La società dell'alienazione e le profezie di Marx

Davide Castellazzi

Una delle perole chiave per comprendere il nostro tempo è alienazione.
Già il genio di Karl Marx aveva anticipato la totale disfatta dell’individualità umana a favore dell’efficacia perfetta delle macchine (dove per macchine si intendono automobili, computers, cellulari, tablets, insomma qualsiasi genere di dispositivo elettronico e o meccanico) due secoli fa.
Oggi, nel XXI secolo, la profezia di Marx, così distopica ma così realistica, si è pienamente realizzata. Si è fatta realtà concreta, per meglio dire virtual-concreta, che di concreto e duraturo (basti pensare alle storielle che ognuno di noi fa su Instagram o Facebook, per carità di Dio belle e narcise, ma a scadenza limitata di ventiquattro ore) ha ben poco.
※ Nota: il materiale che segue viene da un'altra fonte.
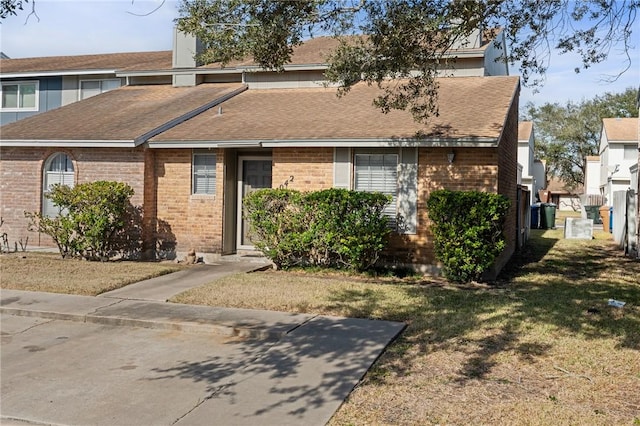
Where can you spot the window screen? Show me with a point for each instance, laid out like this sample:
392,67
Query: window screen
378,173
204,174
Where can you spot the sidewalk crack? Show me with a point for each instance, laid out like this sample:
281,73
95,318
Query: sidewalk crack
95,311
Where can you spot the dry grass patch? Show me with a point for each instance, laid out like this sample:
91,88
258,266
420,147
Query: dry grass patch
540,347
50,273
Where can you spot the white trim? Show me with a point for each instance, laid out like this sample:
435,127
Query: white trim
45,180
100,80
63,143
55,73
331,143
239,196
18,83
203,144
194,153
382,143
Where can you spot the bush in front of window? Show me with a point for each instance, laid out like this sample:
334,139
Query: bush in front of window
334,228
92,219
468,231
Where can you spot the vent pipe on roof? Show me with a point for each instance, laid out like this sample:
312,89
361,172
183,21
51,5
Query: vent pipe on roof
185,49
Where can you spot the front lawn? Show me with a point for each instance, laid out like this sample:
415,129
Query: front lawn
540,347
48,272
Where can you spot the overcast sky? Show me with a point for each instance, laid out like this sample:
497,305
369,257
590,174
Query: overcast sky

L’unico modo per non soccombere all’imperativo implicito cui siamo chiamati ogni giorno ad obbedire e accettare, giovani e anziani, donne e bambini, è essere realistici come lo fu Marx al tempo. E il realismo non è mai buono, o meglio, non porta buone notizie. Non ha l’aria del festaiolo, né tantomeno della caciara ipocrita dei talk shows per casalinghe vedove e rassegnate. E per casalinghi vedovi e rassegnati, lungi da me, per carità divina, discriminare questa narcolessi sociale in termini di sesso.
Il realismo su questo tema dell’alienazione, la quale, affidandoci alla definizione della Treccani, sulla sfumatura politico-economico che ci dà Marx di “estraniazione”, è necessario per tenere le nostre coscienze vigili. 
Attenzione: vigili, non distruttive.
Essere vigili cosa significa?
Significa non bere le stronzate propinateci dall’epoca pubblicitaria del tutto e subito e non ammansirci alla retorica delle oligarchie democratiche che ci governano, e con noi, in una spirale fisiologicamente indiretta e impersonale, i nostri desideri.
L’alienazione spegne il desiderio, lo manipola, rende l’uomo estraneo a se stesso nell’affacendarsi con le macchine. La macchina non ha emozioni, il suo comparto si esaurisce nell’efficienza, giammai nello scalpiticcio flebile e potente che può abitare in un uomo o una donna particolarmente creativi, ovvero sia, seguendo la scia di Freud, molto attaccati e attaccate al proprio io bambino, giocondo.
Scendiamo dai monti del pensare concettualmente e ispiriamoci al nostro quotidiano: siamo una società di alienati, farciti di cuffiette e cuffiotte, in grado di premere tasti velocemente e con una rapidità maniacale, ognuno catturato dalla propria macchinetta, ma in metropolitana, ad esempio, tra le altre, milanese, non parliamo. 
A Tokyo, dove c’è un governo, già per il solo fatto di essere orientale, più illuminato del nostro, è vietato l’utilizzo dei telefonini sui mezzi pubblici, tra cui la metropolitana. 
Questa idea geniale, che implicitamente invita i passeggeri lavoratori e o studenti a dialogare tra loro, a incuriosirsi a vicenda sulle proprie vite, per poi magari rivedersi il giorno dopo, magari non rivedersi mai più, o addirittura magari fidanzarsi o diventare buoni amici; noi, sorella d’ Italia, non l’abbiamo neanche presa in considerazione.
Non ci pensiamo proprio, perché è una norma. È così che è e così sarà per chi sa quanti altri anni in futuro.
Mi viene in mente, per non martellare troppo sul nostro Occidente in fase di sciagurato riarmo, che il signor Robert Allen Zimmerman, venuto in concerto da noi la scorsa estate, aveva vietato l’utilizzo dei cellulari al suo concerto. 
Evidentemente è possibile cambiare le cose, così piccole, tascabili, virtuali, solo con un po’ di volontà di potenza.
Per concludere, alienarsi vuol dire dar ragione alla macchina più che all’uomo preso in considerazione come inesauribile mistero vivente. Mai una macchina potrà darci ciò che un uomo è in grado di suscitare: scalpore, ammirazione, disgusto, pena, tenerezza, rabbia, stupore, sconcerto.
Queste sono tutte emozioni, che in un mondo alienato, è necessario ritrovare e gustare. A costo di spegnere il telefonino per una intera giornata.